Describing the legal proceedings as confusing, Asia alleged that the cases involved overlapping accusations, shifting legal arguments and duplicated claims arising from the same events.
“The legal architecture surrounding him is bewildering even to trained observers: multiple charges in different courts, overlapping allegations, shifting statutory theories and duplicated claims arising from the same alleged events.
“If one application for bail is made and the conditions are met, another accusation can be filed the next day. If one judge must consider freedom, another process can be used to delay it,” she alleged.
According to her, such procedures had turned the judicial process into a form of punishment before conviction.
“This is how judicial procedure becomes premeditated punishment. This is how we have arrived at 150 days of unjust detention,” she added.
Asia claimed the alleged treatment extended beyond her husband to some of his associates, including Joel Adoga, Jimi Lawal and Professor Abubakar Bello.
She alleged that Adoga, whom she described as a former public servant and family breadwinner, had experienced prolonged detention, including about one month in solitary confinement.
She also claimed that Lawal’s health had deteriorated significantly while in custody.
Asia further referred to the reported July 7 arrest and detention of Bello, whom she described as El-Rufai’s personal physician, alleging that he was given difficult bail conditions.
“These men are beloved family members and Nigerian citizens. These men are not case files. Their families are not collateral damage to be ignored in the pursuit of a political vendetta,” she said.
Asia appealed to Nigeria’s diplomatic and development partners not to ignore the allegations surrounding her husband’s detention.
She argued that countries and organisations supporting Nigeria’s democratic institutions, security agencies, anti-corruption bodies and development programmes had an interest in ensuring that such institutions respected human rights and due process.
“A country cannot receive international support while using ostensibly democratic institutions to annihilate opposition political voices,” she said.
She urged diplomatic missions, international organisations and human rights advocates to demand transparent proceedings, humane detention conditions and prompt access to medical care.
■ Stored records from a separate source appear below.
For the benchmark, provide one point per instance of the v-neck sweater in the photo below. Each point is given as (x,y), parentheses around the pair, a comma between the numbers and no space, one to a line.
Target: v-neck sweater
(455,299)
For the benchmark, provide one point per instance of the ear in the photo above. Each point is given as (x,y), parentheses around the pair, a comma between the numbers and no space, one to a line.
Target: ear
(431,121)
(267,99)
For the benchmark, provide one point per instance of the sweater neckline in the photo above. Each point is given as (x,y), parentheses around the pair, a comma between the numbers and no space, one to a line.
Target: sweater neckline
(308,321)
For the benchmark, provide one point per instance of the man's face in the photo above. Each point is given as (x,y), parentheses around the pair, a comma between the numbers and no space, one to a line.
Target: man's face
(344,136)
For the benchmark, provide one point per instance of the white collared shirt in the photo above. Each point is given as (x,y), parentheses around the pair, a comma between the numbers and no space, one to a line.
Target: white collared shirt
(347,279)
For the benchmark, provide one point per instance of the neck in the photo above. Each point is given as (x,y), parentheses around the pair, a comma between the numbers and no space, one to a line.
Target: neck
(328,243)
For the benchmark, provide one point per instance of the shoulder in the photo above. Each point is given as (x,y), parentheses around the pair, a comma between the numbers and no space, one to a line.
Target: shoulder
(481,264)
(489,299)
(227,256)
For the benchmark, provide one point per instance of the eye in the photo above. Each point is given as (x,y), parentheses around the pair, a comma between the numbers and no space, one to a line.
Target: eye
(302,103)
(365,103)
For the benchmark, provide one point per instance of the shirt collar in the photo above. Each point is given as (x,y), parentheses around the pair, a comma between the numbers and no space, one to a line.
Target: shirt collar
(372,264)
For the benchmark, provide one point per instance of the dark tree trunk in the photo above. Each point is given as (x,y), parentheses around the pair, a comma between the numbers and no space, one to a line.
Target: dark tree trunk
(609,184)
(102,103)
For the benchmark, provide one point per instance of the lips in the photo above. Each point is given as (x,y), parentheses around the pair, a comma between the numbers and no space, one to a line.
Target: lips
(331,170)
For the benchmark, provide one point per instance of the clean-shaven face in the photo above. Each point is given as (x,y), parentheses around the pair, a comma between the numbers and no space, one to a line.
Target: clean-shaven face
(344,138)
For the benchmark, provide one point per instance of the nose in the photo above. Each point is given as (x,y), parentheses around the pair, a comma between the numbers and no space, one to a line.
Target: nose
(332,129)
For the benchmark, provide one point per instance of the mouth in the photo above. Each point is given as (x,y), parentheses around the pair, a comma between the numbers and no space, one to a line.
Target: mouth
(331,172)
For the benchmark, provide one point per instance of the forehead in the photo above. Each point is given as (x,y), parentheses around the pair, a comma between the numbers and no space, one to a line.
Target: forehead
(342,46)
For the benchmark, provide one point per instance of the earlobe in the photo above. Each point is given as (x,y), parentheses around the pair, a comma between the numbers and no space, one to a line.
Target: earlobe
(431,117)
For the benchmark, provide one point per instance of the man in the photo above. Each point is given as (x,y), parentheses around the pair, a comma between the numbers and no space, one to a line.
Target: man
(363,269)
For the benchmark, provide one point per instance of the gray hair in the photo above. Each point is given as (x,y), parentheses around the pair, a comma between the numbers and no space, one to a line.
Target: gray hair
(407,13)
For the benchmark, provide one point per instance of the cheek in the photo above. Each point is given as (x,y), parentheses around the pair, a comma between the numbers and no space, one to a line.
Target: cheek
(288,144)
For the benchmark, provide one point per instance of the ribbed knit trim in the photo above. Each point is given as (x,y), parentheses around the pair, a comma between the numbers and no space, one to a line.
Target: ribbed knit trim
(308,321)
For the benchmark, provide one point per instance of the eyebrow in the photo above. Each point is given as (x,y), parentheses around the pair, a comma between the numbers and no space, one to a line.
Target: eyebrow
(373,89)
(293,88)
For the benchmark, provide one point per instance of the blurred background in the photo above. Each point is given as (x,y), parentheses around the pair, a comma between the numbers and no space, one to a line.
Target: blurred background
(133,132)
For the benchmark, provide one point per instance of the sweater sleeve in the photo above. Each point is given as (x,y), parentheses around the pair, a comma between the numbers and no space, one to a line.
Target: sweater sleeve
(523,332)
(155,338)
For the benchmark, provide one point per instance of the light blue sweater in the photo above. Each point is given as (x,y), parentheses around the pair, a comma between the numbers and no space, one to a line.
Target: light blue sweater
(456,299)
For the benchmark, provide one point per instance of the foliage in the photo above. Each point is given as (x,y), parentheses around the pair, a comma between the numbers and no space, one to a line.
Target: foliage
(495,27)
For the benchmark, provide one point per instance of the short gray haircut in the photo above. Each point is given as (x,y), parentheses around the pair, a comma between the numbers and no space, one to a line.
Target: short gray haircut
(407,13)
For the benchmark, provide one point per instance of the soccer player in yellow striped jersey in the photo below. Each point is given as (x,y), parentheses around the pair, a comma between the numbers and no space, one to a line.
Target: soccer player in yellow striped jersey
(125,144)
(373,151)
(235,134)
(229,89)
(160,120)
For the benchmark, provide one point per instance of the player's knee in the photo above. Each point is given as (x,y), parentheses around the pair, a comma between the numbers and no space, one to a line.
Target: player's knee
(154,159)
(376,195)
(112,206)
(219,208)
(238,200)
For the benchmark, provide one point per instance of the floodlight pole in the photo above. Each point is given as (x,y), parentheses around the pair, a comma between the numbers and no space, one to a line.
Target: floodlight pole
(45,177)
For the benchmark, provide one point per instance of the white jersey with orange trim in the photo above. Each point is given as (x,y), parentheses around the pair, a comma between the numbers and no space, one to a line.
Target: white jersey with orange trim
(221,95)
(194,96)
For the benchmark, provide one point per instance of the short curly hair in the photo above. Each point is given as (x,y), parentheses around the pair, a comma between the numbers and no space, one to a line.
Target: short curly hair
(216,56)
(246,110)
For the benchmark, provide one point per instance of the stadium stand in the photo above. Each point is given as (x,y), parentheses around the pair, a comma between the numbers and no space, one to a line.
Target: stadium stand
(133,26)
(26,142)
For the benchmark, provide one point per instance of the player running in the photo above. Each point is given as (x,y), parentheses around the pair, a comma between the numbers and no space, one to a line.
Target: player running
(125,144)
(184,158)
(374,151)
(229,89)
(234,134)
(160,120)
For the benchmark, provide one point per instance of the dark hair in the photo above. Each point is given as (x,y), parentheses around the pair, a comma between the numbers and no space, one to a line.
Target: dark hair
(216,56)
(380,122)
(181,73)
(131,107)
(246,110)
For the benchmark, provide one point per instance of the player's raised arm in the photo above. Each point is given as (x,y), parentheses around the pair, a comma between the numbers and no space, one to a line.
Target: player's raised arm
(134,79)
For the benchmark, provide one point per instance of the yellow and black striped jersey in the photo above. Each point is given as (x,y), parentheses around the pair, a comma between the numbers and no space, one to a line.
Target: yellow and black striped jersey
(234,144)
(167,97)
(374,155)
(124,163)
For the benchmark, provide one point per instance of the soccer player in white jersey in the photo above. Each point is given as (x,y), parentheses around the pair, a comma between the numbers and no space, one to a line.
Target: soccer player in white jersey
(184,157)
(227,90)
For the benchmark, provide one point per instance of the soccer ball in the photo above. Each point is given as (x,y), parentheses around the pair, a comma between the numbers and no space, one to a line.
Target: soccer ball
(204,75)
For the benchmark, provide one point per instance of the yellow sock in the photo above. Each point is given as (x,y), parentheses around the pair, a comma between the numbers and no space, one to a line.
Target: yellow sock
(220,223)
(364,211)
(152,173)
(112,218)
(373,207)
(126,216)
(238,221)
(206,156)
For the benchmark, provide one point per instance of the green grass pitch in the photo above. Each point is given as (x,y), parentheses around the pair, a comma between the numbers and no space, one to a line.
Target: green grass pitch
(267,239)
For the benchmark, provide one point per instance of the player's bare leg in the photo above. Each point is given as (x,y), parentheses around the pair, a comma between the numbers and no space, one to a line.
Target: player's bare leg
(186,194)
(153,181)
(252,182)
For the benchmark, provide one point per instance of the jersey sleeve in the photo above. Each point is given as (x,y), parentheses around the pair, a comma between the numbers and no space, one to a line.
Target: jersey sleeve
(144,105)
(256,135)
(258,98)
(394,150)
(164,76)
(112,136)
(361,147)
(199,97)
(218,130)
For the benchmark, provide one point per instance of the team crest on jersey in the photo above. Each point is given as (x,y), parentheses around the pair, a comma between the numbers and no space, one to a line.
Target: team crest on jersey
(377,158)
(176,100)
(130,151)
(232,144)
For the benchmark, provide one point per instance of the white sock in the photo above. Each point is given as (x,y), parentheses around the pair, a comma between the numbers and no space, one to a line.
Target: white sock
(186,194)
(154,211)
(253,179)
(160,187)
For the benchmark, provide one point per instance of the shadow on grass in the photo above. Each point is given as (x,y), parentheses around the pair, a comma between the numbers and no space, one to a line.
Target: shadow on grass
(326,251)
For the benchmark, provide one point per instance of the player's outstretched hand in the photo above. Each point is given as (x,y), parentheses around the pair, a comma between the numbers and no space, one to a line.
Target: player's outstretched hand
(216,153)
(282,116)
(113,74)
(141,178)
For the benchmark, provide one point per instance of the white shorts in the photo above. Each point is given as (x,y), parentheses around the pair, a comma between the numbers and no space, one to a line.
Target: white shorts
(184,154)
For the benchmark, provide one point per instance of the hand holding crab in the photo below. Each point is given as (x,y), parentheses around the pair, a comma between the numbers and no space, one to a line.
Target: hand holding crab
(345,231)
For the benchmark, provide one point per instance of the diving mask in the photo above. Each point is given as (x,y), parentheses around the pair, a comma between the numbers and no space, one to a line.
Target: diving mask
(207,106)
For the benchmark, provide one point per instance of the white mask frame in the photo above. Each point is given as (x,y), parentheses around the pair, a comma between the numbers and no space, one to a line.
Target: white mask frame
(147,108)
Asia also asked them to ensure that anti-corruption enforcement was not used as a tool for political retaliation.
Addressing Tinubu directly, Asia urged the President to allow the courts to handle her husband’s case fairly and independently.
“To President Tinubu, I say this with respect and sorrow: history is rarely kind to leaders who allow power to wound the innocent in order to silence the inconvenient.
“A strong government does not fear a strong critic,” she said.
She called for El-Rufai to be given access to his lawyers, medical personnel and family while facing any credible allegations against him.
“If my husband is credibly accused, let him face the accusations with access to his legal team, his doctors and his family. Let the evidence speak in court, not through orchestrated leaks of falsehood,” she added.
Asia concluded that the matter went beyond her husband’s personal circumstances and raised wider questions about judicial independence and equal protection under the law.
“Nigeria’s friends must understand that this case is larger than Nasir El-Rufai. It is about whether a citizen can fall out with power and still be protected by law.
“It is about whether courts will be places of justice or theatres of intimidation,” she said.
She maintained that she was not asking the international community to determine her husband’s innocence but to support the democratic principles of fairness, due process, humane treatment and equality before the law.